Among the studies cited are several in which subjects reviewed text containing unfamiliar words. Apparently, the younger subjects zipped through without bothering to try to figure out the meaning. Older readers, on the other hand, slowed down to decipher the significance. The older adults subsequently performed much better than the younger ones on tests in which the unfamiliar words might be the answers.

Lynn Hasher, a professor of psychology at the University of Toronto, says, “…for older adults, because they’ve retained all this extra data, they’re now suddenly the better problem solvers. They can transfer the information they’ve soaked up from one situation to another.”

Of course, not everyone share’s Dr. Hasher’s interpretation of the data. Or to put it into more colloquial terms, “One person’s meat is another person’s poison.”
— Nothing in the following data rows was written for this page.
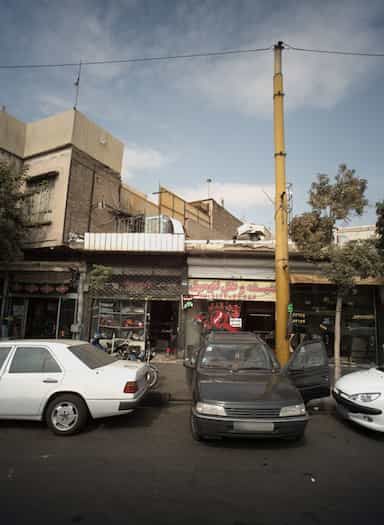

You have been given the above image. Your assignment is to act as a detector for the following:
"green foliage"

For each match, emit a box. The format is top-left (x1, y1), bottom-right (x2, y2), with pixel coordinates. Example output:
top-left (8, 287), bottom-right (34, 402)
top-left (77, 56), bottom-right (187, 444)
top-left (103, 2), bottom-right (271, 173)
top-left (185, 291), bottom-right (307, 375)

top-left (0, 161), bottom-right (26, 261)
top-left (308, 164), bottom-right (368, 222)
top-left (376, 200), bottom-right (384, 256)
top-left (322, 240), bottom-right (384, 295)
top-left (290, 164), bottom-right (384, 294)
top-left (290, 211), bottom-right (334, 260)
top-left (88, 264), bottom-right (113, 292)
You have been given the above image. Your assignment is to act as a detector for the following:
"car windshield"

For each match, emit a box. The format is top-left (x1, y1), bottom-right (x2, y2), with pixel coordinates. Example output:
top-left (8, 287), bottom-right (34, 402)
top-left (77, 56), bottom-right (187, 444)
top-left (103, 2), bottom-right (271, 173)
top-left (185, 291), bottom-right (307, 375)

top-left (200, 342), bottom-right (279, 371)
top-left (68, 343), bottom-right (117, 370)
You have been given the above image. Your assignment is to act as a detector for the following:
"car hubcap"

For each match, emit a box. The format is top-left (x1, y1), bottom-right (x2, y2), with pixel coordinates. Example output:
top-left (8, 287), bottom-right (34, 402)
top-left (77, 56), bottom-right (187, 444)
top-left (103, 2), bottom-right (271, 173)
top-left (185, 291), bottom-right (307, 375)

top-left (51, 403), bottom-right (79, 431)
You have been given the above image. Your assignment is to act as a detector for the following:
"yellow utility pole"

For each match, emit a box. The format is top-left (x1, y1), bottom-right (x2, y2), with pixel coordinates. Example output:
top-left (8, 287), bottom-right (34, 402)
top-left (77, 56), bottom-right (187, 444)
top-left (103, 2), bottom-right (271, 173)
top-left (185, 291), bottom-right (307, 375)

top-left (273, 42), bottom-right (289, 365)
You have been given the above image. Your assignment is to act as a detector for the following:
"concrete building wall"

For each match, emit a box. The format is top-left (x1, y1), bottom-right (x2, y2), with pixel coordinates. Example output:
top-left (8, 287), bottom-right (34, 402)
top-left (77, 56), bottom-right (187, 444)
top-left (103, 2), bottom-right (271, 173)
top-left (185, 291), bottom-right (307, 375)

top-left (24, 110), bottom-right (74, 158)
top-left (72, 111), bottom-right (124, 174)
top-left (0, 110), bottom-right (26, 158)
top-left (120, 184), bottom-right (159, 217)
top-left (25, 147), bottom-right (72, 248)
top-left (0, 148), bottom-right (24, 170)
top-left (23, 109), bottom-right (124, 173)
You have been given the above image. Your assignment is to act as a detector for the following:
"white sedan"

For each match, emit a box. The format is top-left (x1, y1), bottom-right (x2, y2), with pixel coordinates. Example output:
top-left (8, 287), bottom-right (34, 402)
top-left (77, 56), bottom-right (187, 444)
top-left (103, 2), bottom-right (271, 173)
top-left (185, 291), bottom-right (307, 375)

top-left (332, 367), bottom-right (384, 432)
top-left (0, 340), bottom-right (148, 436)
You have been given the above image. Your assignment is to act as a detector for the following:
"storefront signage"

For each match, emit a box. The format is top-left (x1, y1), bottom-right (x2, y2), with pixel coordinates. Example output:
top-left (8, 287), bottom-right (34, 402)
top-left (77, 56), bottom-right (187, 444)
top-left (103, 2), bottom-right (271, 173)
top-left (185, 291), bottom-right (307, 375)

top-left (229, 317), bottom-right (242, 328)
top-left (188, 279), bottom-right (276, 301)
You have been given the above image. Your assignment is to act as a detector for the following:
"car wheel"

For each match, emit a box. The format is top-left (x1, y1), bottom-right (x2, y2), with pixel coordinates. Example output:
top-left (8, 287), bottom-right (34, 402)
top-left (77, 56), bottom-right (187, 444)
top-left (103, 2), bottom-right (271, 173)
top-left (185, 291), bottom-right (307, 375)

top-left (45, 394), bottom-right (88, 436)
top-left (191, 414), bottom-right (203, 441)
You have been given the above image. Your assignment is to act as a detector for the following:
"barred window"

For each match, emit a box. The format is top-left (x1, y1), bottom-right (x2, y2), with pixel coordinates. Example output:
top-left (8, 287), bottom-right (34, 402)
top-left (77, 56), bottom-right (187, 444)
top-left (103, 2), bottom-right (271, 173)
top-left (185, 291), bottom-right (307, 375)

top-left (24, 176), bottom-right (55, 224)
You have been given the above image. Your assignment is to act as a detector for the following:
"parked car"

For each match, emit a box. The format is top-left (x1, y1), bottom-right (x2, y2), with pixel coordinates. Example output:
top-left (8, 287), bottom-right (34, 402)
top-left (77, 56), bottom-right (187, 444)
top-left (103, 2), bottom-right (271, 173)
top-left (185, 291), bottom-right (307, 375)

top-left (332, 366), bottom-right (384, 432)
top-left (185, 332), bottom-right (329, 440)
top-left (0, 340), bottom-right (148, 436)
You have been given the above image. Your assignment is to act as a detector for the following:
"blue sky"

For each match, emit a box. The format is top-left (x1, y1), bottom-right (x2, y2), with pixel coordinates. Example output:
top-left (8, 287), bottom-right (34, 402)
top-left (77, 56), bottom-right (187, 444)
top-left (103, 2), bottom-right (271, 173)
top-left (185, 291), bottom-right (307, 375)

top-left (0, 0), bottom-right (384, 227)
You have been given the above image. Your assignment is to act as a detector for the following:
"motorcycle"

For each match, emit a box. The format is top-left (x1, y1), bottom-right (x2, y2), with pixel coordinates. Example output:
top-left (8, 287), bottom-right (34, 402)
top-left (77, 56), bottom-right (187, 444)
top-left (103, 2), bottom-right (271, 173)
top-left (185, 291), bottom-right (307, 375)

top-left (115, 342), bottom-right (159, 388)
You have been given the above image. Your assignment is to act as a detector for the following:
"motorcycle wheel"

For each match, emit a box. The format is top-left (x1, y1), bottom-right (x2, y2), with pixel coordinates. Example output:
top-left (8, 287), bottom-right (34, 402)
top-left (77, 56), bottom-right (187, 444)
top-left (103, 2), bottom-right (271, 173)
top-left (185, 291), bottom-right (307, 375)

top-left (147, 365), bottom-right (159, 389)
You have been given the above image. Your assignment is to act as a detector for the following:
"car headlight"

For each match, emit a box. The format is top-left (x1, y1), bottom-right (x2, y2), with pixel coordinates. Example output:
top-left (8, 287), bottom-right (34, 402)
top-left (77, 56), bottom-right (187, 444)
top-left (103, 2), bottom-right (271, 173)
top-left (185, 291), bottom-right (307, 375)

top-left (196, 402), bottom-right (226, 416)
top-left (349, 392), bottom-right (381, 403)
top-left (280, 404), bottom-right (306, 417)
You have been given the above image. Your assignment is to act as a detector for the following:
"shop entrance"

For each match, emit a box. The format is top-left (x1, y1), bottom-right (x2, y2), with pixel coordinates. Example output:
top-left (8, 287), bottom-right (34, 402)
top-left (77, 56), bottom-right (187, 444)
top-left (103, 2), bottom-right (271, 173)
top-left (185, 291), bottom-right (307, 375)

top-left (148, 301), bottom-right (179, 352)
top-left (24, 297), bottom-right (76, 339)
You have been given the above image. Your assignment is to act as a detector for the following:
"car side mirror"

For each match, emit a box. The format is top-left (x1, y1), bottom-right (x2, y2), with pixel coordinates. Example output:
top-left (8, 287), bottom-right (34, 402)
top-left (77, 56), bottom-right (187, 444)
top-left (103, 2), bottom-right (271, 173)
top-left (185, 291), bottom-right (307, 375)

top-left (184, 346), bottom-right (198, 368)
top-left (184, 356), bottom-right (196, 368)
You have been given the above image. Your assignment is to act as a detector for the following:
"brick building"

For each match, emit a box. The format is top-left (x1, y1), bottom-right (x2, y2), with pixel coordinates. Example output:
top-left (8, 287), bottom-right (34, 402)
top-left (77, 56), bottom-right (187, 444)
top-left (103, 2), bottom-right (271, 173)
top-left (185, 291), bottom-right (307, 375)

top-left (0, 110), bottom-right (241, 337)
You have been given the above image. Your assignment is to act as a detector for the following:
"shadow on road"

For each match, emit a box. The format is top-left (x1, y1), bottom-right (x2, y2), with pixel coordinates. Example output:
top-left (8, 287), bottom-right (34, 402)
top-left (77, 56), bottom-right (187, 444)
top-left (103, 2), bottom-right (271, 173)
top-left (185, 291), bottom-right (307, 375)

top-left (85, 406), bottom-right (164, 432)
top-left (334, 411), bottom-right (384, 443)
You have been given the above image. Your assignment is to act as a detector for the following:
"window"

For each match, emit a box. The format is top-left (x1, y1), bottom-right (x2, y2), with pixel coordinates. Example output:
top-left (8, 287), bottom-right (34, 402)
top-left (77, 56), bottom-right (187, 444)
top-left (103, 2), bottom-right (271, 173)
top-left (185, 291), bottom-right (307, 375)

top-left (291, 341), bottom-right (328, 370)
top-left (201, 343), bottom-right (274, 370)
top-left (24, 175), bottom-right (55, 224)
top-left (68, 344), bottom-right (117, 369)
top-left (9, 346), bottom-right (61, 374)
top-left (0, 346), bottom-right (12, 370)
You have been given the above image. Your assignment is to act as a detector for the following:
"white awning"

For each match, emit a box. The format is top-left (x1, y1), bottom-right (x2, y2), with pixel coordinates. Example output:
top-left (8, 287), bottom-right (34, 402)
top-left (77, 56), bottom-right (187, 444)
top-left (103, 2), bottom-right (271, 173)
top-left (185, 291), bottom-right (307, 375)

top-left (84, 233), bottom-right (184, 253)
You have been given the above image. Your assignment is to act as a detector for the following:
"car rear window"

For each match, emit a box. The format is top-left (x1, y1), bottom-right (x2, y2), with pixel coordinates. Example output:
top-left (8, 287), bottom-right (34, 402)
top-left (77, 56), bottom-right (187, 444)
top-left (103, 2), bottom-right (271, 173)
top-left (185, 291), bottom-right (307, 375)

top-left (68, 344), bottom-right (117, 370)
top-left (200, 342), bottom-right (277, 370)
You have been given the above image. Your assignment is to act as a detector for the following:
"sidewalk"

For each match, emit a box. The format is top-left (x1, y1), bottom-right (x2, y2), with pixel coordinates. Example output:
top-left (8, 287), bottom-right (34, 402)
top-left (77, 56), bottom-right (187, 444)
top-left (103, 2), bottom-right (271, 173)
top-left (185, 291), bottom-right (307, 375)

top-left (156, 359), bottom-right (192, 402)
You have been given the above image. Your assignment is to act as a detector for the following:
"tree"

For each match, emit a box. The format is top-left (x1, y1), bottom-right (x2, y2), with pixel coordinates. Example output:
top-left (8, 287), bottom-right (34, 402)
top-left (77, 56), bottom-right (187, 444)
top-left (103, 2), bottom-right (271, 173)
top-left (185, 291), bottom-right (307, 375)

top-left (376, 200), bottom-right (384, 257)
top-left (290, 164), bottom-right (383, 380)
top-left (88, 264), bottom-right (113, 293)
top-left (0, 161), bottom-right (26, 261)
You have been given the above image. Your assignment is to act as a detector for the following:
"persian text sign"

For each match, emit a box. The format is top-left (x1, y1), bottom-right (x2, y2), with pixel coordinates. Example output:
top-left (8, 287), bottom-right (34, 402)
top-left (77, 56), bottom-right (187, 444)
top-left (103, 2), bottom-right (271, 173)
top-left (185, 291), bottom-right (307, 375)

top-left (188, 279), bottom-right (276, 301)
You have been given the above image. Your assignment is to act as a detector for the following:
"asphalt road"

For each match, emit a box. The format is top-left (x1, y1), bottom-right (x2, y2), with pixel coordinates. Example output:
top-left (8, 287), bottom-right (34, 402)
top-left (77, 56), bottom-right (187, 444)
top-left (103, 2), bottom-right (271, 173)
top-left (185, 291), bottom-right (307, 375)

top-left (0, 404), bottom-right (384, 525)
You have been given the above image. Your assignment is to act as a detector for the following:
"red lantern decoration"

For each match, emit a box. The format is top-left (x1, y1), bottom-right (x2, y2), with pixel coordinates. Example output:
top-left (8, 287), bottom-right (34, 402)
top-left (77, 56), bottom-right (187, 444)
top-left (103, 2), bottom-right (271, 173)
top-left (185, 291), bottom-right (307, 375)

top-left (24, 284), bottom-right (39, 293)
top-left (56, 284), bottom-right (69, 293)
top-left (40, 284), bottom-right (54, 293)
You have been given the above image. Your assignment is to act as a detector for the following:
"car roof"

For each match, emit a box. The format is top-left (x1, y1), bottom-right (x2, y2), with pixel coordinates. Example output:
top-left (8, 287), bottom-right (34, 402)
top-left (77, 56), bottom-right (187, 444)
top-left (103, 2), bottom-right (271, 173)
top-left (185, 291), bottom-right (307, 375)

top-left (0, 339), bottom-right (89, 346)
top-left (207, 331), bottom-right (261, 344)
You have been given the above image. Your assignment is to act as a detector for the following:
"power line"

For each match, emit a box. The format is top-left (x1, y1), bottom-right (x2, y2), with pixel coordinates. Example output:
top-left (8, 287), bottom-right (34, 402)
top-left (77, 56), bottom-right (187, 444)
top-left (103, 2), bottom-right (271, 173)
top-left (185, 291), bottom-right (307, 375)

top-left (0, 46), bottom-right (273, 69)
top-left (284, 42), bottom-right (384, 57)
top-left (0, 42), bottom-right (384, 70)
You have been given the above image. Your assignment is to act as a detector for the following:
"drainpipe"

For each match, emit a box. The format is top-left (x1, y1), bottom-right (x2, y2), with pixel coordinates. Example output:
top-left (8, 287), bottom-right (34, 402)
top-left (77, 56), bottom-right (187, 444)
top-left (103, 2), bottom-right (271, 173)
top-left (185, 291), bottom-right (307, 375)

top-left (76, 270), bottom-right (86, 339)
top-left (0, 272), bottom-right (9, 340)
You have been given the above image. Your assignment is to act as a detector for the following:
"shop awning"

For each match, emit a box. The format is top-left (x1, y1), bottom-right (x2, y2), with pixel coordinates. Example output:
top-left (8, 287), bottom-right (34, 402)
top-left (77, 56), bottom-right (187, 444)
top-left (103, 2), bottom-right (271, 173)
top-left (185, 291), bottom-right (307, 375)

top-left (290, 273), bottom-right (384, 285)
top-left (84, 233), bottom-right (185, 253)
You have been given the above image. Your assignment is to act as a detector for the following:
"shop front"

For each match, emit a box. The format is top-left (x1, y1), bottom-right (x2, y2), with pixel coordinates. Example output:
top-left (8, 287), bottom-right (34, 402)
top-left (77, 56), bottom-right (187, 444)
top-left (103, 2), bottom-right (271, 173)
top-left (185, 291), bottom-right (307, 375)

top-left (183, 279), bottom-right (276, 349)
top-left (89, 268), bottom-right (183, 352)
top-left (291, 284), bottom-right (382, 364)
top-left (2, 271), bottom-right (78, 339)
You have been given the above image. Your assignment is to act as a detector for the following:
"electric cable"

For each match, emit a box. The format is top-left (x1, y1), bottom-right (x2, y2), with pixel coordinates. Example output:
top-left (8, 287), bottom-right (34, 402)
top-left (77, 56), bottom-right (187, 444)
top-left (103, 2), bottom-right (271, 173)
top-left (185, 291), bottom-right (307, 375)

top-left (0, 46), bottom-right (273, 69)
top-left (284, 42), bottom-right (384, 57)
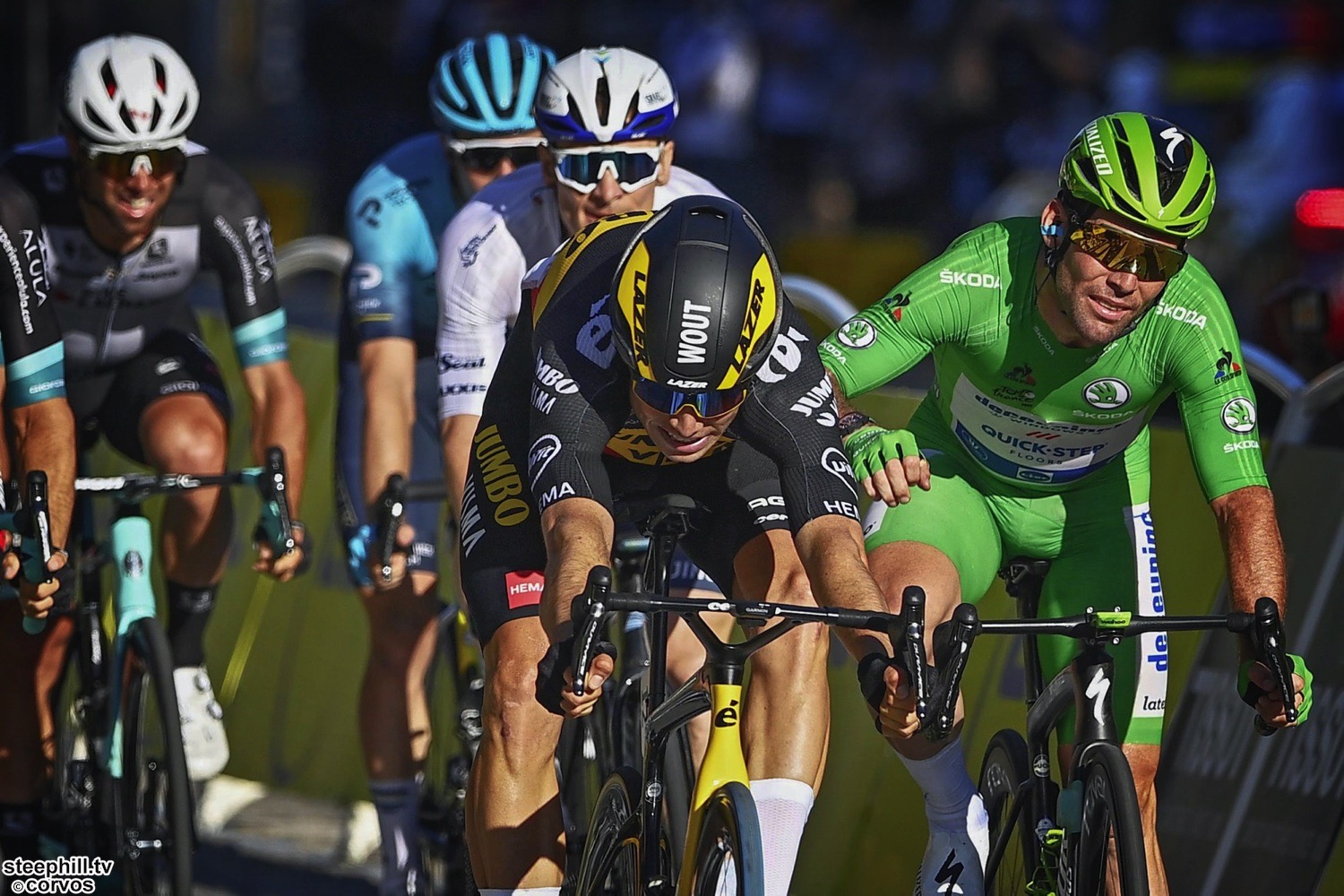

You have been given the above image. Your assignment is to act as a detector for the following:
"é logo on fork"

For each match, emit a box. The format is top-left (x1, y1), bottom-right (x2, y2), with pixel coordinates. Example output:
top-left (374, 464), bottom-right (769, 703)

top-left (714, 700), bottom-right (738, 728)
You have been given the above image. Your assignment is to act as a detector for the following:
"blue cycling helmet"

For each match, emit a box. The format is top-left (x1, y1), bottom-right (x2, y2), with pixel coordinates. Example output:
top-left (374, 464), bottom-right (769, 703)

top-left (537, 47), bottom-right (677, 143)
top-left (429, 32), bottom-right (556, 140)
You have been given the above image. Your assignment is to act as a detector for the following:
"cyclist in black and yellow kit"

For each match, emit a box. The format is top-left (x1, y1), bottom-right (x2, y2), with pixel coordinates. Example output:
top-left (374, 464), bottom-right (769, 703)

top-left (0, 35), bottom-right (306, 780)
top-left (461, 196), bottom-right (897, 896)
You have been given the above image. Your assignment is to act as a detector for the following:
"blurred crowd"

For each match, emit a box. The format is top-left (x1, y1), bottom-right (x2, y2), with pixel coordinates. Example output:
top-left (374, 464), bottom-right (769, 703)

top-left (0, 0), bottom-right (1344, 374)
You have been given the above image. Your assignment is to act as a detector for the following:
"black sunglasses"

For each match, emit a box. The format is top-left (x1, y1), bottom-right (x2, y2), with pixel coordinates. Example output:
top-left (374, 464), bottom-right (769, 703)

top-left (82, 146), bottom-right (187, 180)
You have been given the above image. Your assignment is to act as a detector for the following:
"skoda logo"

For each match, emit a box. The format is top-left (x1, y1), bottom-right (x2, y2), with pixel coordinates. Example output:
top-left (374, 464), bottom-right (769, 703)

top-left (1083, 376), bottom-right (1129, 411)
top-left (836, 317), bottom-right (878, 348)
top-left (1223, 395), bottom-right (1255, 435)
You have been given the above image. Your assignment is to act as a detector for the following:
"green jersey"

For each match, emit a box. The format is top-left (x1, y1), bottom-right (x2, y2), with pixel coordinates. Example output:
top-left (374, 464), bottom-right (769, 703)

top-left (822, 218), bottom-right (1266, 500)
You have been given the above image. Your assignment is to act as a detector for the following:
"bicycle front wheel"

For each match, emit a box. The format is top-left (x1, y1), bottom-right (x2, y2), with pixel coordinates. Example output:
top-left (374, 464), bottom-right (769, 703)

top-left (980, 729), bottom-right (1040, 896)
top-left (574, 767), bottom-right (642, 896)
top-left (1067, 743), bottom-right (1148, 896)
top-left (683, 780), bottom-right (765, 896)
top-left (118, 618), bottom-right (195, 896)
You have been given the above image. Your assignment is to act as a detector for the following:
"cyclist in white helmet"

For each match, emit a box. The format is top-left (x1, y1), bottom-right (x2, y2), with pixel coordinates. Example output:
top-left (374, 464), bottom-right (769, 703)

top-left (0, 35), bottom-right (308, 780)
top-left (336, 33), bottom-right (556, 893)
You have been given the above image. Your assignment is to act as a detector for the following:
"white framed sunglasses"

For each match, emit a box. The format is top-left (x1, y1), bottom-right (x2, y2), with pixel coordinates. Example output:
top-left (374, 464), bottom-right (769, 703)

top-left (550, 143), bottom-right (664, 194)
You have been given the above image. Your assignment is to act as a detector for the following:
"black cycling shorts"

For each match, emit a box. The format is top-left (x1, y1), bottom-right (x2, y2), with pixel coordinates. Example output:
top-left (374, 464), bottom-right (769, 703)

top-left (461, 441), bottom-right (789, 645)
top-left (66, 329), bottom-right (233, 465)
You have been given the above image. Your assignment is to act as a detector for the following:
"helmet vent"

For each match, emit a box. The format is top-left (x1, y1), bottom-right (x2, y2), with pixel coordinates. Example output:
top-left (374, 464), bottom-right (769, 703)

top-left (117, 103), bottom-right (140, 133)
top-left (99, 62), bottom-right (117, 99)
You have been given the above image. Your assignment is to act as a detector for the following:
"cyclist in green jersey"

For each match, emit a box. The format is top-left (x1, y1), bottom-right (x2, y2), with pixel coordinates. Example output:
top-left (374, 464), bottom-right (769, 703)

top-left (822, 113), bottom-right (1311, 896)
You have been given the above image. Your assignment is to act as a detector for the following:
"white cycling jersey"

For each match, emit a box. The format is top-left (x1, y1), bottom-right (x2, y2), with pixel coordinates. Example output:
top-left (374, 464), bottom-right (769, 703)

top-left (435, 164), bottom-right (723, 419)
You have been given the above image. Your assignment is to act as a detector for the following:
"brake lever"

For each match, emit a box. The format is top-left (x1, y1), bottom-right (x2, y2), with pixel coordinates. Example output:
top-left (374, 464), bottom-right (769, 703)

top-left (376, 473), bottom-right (406, 583)
top-left (258, 444), bottom-right (295, 556)
top-left (1252, 598), bottom-right (1297, 737)
top-left (570, 567), bottom-right (612, 697)
top-left (15, 470), bottom-right (51, 634)
top-left (924, 603), bottom-right (980, 740)
top-left (892, 584), bottom-right (929, 728)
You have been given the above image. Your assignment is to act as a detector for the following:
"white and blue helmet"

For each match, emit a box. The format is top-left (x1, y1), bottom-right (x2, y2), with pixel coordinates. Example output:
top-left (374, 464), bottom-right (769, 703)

top-left (537, 47), bottom-right (677, 143)
top-left (61, 33), bottom-right (201, 151)
top-left (429, 32), bottom-right (556, 140)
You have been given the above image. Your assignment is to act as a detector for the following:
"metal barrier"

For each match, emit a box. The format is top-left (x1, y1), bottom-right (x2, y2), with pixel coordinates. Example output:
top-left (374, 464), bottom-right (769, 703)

top-left (784, 274), bottom-right (859, 329)
top-left (1271, 364), bottom-right (1344, 460)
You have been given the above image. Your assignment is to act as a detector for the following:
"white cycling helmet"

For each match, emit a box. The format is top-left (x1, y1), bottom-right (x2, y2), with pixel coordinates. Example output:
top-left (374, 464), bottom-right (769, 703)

top-left (62, 33), bottom-right (201, 151)
top-left (537, 47), bottom-right (677, 143)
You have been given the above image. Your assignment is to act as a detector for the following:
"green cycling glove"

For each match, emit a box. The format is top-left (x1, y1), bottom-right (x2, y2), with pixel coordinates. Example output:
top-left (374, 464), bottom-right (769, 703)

top-left (1236, 653), bottom-right (1312, 724)
top-left (844, 426), bottom-right (919, 482)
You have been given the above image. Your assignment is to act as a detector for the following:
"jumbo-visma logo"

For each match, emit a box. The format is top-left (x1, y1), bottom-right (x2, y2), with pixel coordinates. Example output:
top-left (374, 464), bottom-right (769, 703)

top-left (1083, 376), bottom-right (1129, 411)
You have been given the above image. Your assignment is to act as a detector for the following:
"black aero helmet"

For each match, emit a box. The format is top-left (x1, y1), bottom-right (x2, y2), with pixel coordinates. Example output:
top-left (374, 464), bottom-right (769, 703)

top-left (612, 196), bottom-right (784, 390)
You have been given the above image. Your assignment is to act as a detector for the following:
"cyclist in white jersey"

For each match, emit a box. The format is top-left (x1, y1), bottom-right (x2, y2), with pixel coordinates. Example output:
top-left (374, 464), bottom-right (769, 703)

top-left (336, 32), bottom-right (556, 893)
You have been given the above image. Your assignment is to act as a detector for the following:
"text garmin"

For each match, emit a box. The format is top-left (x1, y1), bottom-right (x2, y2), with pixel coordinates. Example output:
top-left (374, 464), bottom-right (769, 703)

top-left (938, 267), bottom-right (1003, 289)
top-left (1153, 302), bottom-right (1209, 329)
top-left (631, 270), bottom-right (650, 368)
top-left (733, 278), bottom-right (765, 374)
top-left (789, 376), bottom-right (836, 426)
top-left (464, 426), bottom-right (530, 530)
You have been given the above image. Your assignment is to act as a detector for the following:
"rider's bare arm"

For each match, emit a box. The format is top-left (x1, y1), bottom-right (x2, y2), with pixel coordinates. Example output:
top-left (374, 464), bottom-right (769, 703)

top-left (542, 498), bottom-right (616, 641)
top-left (1210, 485), bottom-right (1288, 647)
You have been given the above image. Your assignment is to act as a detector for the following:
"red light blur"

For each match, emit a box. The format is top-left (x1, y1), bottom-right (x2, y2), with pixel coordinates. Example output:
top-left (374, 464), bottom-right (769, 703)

top-left (1297, 189), bottom-right (1344, 229)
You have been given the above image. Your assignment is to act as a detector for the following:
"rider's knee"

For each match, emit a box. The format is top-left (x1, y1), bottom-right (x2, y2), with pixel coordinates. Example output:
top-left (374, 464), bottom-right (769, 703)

A 2005 study out of the University of California in Berkeley concluded that memory loss among the elderly results not from an inability to concentrate on relevant information, but more from an inability to filter out information as it assaults the senses. The study used magnetic resonance imaging to discover that older adults couldn’t block out distractions as well as younger people, and so they encountered interference in focusing on every day tasks like reading, driving, and interacting with others. Dr. Adam Gazzaley, who co-authored the study, summed up the findings by saying, “These data suggest that older individuals are able to focus on pertinent information, but are overwhelmed by interference from failing to ignore distracting information, resulting in memory impairment.”
Note that Gazzaley and his fellow scientists used the study results to emphasize the negative consequences resulting from the older brain’s predilection to taking in a broad swath of data, whereas Progress in Brain Research takes the same information and gives it a very different spin. In fact the new book concludes that aging brains demonstrate more capacity for wisdom and creativity than younger brains.

Research supports the claim that distractibility, such as that demonstrated by the elderly, goes hand-in-hand with creativity. A 2003 study at Harvard University found that the students who were the most creative also had the most trouble ignoring superfluous data. According to the Times article, “The more creative the students were thought to be, determined by a questionnaire on past achievements, the more trouble they had ignoring the unwanted data. A reduced ability to filter and set priorities, the scientists concluded, could contribute to original thinking.” The researchers in that case assumed that the link between creativity and vulnerability to distraction resulted from reduced activity in the prefrontal cortex, and apparently, they believe this condition applies to aging brains.

What’s clear is that while short-term memory may diminish with age, it’s not all bad news for the codgers among us, and for the first time, someone has decided to see the cognitive-functioning glass as half full. It’s a good lesson in how perspective makes all the difference. Older adults may in fact manifest more creative problem-solving ability than younger people, and the attribution of wisdom to the elderly may have a basis in fact. And the even better news is that older people can improve memory function by following the Baseline of Health Program, without diminishing their creativity and wisdom — although no supplement yet exists to help the young and frivolous become wise.